Goodbye Garten

Ziemlich genau vor einem Jahr habe ich mich gefreut, dass wir einen Kleingarten angeboten bekommen haben.

Das Beste für die Kinder, viel draußen zu spielen, im geschützten kindgerecht gestalteten Bereich, während ich in der Sonne sitzen kann oder ein bisschen Gartenarbeit machen - das waren für mich klar die Vorteile, die auf der Hand lagen. Verpflichtend ein paar Stunden im Jahr Gemeinschaftsarbeit leisten und auf den Feierlichkeiten des Vereins mitzuhelfen, ach - was sind schon die paar Stunden im Jahr, das schaffe ich auch mit den Kindern bzw. ohne, wenn sie mal ein paar Stündchen beim Papa bleiben. Die Kosten, die für den Garten anfallen, halten sich wirklich in Grenzen: Pacht und Umlage für Strom und Wasser, mehr nicht.

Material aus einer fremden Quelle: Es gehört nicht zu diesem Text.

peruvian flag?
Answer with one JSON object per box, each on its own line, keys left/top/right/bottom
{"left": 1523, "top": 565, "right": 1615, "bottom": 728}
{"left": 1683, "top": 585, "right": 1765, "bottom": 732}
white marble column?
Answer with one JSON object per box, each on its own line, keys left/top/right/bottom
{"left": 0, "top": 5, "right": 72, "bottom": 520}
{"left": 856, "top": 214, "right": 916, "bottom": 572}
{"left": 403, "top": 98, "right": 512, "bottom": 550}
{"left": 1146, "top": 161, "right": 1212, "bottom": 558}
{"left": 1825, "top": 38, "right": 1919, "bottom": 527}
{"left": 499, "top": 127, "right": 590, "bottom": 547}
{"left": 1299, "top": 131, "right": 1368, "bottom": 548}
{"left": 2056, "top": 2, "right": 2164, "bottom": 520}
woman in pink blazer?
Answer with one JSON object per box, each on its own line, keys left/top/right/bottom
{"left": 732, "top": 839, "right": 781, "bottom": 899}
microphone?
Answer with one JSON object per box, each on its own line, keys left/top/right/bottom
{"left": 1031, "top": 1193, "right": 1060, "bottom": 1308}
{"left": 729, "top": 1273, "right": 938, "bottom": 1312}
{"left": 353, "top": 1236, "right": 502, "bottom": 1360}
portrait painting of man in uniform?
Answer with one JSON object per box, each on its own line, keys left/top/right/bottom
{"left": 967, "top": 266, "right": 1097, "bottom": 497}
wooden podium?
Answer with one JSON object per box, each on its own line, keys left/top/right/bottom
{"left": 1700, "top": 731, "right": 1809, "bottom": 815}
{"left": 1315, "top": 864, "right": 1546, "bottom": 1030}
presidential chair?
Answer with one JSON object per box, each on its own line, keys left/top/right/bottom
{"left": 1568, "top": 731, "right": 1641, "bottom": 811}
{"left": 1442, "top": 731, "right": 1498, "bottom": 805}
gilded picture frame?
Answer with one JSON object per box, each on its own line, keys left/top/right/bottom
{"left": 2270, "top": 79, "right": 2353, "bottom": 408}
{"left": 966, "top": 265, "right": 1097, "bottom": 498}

Mein Mann war da komplett anderer Meinung und von Anfang an mehr oder weniger gegen den Garten, hat aber letztendlich zugestimmt und meine Entscheidung zumindest akzeptiert, wenn auch nicht voll Überzeugung. „Er ist ja nicht den ganzen Tag die ganze Woche mit den Kindern zusammen, deshalb sieht er die Vorteile vielleicht nicht so" und „Er muss ja die Arbeit nicht machen", dachte ich und versuchte immer wieder, ihn zu überzeugen. Überzeugen ließ er sich nicht. „Ein Garten ist immer viel Arbeit" und „Letztendlich bleibt es an mir hängen" waren seine Befürchtungen.

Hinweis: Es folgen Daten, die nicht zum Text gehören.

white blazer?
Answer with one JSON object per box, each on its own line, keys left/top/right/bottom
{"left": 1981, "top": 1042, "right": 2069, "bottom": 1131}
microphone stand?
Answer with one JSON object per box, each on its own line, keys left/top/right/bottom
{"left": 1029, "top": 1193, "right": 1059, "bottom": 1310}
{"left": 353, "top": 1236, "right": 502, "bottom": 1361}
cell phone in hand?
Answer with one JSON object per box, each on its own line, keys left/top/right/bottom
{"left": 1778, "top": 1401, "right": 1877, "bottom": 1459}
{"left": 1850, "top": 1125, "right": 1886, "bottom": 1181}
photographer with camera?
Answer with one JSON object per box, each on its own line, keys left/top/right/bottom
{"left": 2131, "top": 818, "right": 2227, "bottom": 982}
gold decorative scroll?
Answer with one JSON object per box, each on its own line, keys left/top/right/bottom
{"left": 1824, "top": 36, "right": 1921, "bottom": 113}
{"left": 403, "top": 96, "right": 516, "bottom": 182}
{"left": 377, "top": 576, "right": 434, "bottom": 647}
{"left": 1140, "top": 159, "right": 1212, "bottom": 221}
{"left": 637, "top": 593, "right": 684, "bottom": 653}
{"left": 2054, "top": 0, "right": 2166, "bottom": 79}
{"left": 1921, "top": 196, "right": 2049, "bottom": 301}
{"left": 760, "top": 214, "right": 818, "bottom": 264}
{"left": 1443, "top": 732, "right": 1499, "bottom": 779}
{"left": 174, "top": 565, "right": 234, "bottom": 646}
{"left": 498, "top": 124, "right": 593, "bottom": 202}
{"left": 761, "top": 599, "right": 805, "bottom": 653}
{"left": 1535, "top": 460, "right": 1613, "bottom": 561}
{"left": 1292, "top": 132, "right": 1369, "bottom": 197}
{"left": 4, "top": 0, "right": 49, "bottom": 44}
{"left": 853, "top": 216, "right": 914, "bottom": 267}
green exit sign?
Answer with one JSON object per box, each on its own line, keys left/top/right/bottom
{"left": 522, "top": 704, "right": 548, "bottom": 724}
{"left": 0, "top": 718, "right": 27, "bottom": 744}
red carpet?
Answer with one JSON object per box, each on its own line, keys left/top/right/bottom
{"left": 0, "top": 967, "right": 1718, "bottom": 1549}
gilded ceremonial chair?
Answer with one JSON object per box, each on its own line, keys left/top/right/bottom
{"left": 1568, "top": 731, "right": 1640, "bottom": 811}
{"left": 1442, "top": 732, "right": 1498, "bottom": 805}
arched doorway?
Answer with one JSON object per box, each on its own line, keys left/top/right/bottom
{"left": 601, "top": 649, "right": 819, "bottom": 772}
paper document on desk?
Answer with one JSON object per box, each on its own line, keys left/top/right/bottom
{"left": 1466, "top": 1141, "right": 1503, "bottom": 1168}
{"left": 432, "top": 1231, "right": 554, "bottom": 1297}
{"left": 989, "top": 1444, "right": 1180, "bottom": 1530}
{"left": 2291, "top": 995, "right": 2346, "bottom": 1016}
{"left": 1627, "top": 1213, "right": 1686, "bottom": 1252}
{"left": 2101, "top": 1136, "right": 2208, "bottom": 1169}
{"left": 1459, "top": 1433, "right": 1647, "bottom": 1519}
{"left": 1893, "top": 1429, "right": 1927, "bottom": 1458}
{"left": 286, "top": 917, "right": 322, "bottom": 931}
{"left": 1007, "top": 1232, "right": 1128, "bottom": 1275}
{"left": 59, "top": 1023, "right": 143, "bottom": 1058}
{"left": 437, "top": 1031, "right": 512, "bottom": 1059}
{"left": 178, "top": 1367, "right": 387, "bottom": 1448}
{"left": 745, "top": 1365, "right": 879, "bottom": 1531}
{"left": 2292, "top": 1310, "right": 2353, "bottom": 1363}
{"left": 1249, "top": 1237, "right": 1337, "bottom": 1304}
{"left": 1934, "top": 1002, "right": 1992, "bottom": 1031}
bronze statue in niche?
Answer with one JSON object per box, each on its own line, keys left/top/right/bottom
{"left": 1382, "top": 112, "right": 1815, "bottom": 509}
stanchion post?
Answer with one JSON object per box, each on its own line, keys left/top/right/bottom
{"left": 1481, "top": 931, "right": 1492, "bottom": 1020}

Heute, fast genau ein Jahr später, muss ich zugeben: es ist nicht das Richtige für uns und glücklicherweise haben wir bzw. der Vereinsvorsitzende einen freundlichen Herrn mit Interesse und Spaß an Gartenarbeit, Zeit und vielen kreativen Ideen gefunden, der unseren Garten übernehmen möchte. Ich gebe zu, dass mein Mann Recht hatte in seiner Aussage, dass der Garten auch bzw. vorrangig Arbeit bedeutet. Natürlich kann man den Garten pflegeleicht gestalten und auch mal Fünfe gerade sein lassen, sodass der Rasen nicht wie mit der Nagelschere geschnitten aussieht, aber auch ein pflegeleichter Garten braucht Pflege, Zeit und Mühe. Ich habe nicht gewollt, dass die Arbeit an ihm hängen bleibt, aber ich habe es auch nicht allein geschafft. Wenn ich nicht die lieben Gartennachbarn und Vereinsmitglieder gehabt hätte, die für mich ab und zu den Rasen gemäht haben, die Bäume und Sträucher zurück geschnitten und beide Augen zugedrückt haben bei den zu leistenden Pflichtstunden, dann wäre ich echt verloren gewesen. Sie haben ein Herz für eine Mama mit zwei kleinen Kindern und vollstes Verständnis, dass ich sie zeitweise um Hilfe gebeten habe. Auch mein Mann hat trotz seiner Befürchtungen einiges dort gemacht, wofür ich dankbar bin. Für mich war es ein großer Schritt, überhaupt nach Hilfe zu fragen, weil ich eher der Typ bin, alles allein schaffen zu wollen (was mir meist irgendwie gelingt). Ich bin unendlich dankbar, dass das Nötigste gemacht wurde, wenn ich es nicht schaffte, denn sonst wäre der ganze Garten wahrscheinlich eher mit einem Feld zu vergleichen oder unsere Beziehung kaputt oder ich kaputt oder die Kinder vernachlässigt oder alles gleichzeitig. Ich bin froh, dass es Menschen gibt, die Hilfe ohne Aufrechnung und einfach mal so anbieten oder eine Anfrage nach Hilfe ohne große Worte erfüllen. Ich wusste nie, wer wann etwas gemacht hat - es war einfach gemacht. Das ist eine Gemeinschaft, die ich selten erlebt habe. Das spricht eindeutig für den Verein und den Zusammenhalt. Ich fühlte mich immer schlecht, weil ich nie wusste, wo ich mich jetzt bedanken oder vielleicht sogar erkenntlich zeigen sollte - es wurde nie erwartet und ich glaube, es wurde dort auch nicht schlecht über mich geredet - und das, obwohl sie dazu meiner Meinung nach sogar viele Gründe gehabt hätten, weil ich die Pflichten nicht erfüllt habe. Das hat mir in dem ganzen Jahr niemand vorgeworfen.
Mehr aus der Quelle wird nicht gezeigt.